Computerworld reported in October 2006 that Fonterra had put a major IT project on hold, citing more pressing business priorities. For the two previous years, Fonterra had been planning to standardise its disparate manufacturing systems on SAP.

While Fonterra said other business priorities were behind putting the project on ice, other sources said it was postponed because the company’s debt ratios were too high.

But SAP’s software line of business has grown dramatically over the last couple of years, says Black.

“Software revenue is really the key performance indicator that we look to,” he says.

The drivers behind the recent growth are uptake of SAP’s technologies in the midmarket, Black says. SAP added 14 new SMB customers in 2006 — and a number of successful larger projects, primarily IRD’s purchase of SAP for the KiwiSaver project.

The company, which has 45 staff locally, also deployed about 20 payroll systems in New Zealand in 2006, he adds.

Among SAP’s priorities for 2008 are a continued focus on facilitating the adoption of new technology for SMBs, and to further develop its relationships with partners, such as IBM, HP, Soltius and others, he says.

Black says SAP has some significant projects in the pipeline; the company is building towards some big implementations in New Zealand.

For the last couple of years SAP has been working to ensure that its platform is SOA (service-oriented architecture) compliant, and that capabilities required by customers are available, says Black.

As a result, the company is now seeing a wider adoption of its NetWeaver suite from its customer base into a broader market, he says.
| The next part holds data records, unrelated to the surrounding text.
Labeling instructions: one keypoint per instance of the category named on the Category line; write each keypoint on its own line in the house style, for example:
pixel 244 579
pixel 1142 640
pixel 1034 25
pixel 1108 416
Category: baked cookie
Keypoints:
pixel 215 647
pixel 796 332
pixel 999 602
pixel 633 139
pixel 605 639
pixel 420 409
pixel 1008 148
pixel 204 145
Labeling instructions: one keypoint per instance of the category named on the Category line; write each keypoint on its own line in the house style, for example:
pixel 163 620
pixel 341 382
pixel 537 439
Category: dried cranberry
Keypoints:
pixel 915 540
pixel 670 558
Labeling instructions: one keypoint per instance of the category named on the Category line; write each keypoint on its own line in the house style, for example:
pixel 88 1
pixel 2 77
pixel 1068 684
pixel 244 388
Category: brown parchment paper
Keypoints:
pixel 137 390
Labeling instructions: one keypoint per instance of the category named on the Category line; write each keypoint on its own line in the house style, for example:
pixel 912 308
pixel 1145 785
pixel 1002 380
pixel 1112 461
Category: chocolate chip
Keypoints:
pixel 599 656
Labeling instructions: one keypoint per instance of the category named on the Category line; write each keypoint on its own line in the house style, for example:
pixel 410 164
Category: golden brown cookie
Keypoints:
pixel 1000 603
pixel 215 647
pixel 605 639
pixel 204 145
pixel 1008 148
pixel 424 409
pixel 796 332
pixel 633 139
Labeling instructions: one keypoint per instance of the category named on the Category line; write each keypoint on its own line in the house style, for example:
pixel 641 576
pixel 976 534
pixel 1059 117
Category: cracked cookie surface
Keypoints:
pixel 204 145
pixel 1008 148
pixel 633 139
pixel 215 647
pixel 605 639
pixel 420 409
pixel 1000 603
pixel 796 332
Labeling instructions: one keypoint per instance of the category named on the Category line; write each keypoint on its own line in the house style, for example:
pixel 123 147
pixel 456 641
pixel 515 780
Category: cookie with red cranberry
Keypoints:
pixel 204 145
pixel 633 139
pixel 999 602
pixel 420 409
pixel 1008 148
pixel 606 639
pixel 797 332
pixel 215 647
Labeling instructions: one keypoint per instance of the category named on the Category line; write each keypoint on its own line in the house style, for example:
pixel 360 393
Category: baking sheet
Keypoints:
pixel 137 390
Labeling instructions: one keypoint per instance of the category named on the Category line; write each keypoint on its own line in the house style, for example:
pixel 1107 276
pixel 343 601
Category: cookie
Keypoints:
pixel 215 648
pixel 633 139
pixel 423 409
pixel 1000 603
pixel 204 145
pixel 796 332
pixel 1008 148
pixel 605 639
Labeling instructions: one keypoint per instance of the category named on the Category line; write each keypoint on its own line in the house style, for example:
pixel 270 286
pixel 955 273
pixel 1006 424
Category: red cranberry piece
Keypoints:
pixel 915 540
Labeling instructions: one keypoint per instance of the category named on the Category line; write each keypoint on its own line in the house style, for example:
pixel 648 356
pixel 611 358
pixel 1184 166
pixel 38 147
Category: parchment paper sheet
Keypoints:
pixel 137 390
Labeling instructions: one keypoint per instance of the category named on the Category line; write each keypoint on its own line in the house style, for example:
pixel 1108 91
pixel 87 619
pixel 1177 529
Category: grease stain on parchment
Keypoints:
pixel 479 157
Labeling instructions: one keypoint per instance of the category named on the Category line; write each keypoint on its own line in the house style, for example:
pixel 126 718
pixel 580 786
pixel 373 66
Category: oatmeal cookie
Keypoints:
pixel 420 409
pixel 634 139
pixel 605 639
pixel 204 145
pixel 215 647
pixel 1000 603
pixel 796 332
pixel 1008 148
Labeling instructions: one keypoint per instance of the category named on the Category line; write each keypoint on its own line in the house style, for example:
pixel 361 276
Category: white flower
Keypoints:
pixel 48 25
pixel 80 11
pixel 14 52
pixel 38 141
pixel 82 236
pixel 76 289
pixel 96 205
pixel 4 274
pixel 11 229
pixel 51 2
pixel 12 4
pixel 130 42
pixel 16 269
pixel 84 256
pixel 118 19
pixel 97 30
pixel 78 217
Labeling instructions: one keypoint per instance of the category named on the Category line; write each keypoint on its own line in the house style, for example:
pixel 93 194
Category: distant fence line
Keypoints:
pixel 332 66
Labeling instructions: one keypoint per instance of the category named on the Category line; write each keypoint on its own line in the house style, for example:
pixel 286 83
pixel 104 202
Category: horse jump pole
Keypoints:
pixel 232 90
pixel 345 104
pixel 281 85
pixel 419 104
As reported last week, NetWeaver is being implemented by Yellow Pages.

Technologies gained from recent acquisitions have also contributed to growth, Black says.

Another focus area for this year is in the connectivity space, or “industry value chain”, as Black calls it. This involves working with its customers’ supply chain — “joining the dots” between, for example, retailers and suppliers of goods and services — to make collaboration easier, he says.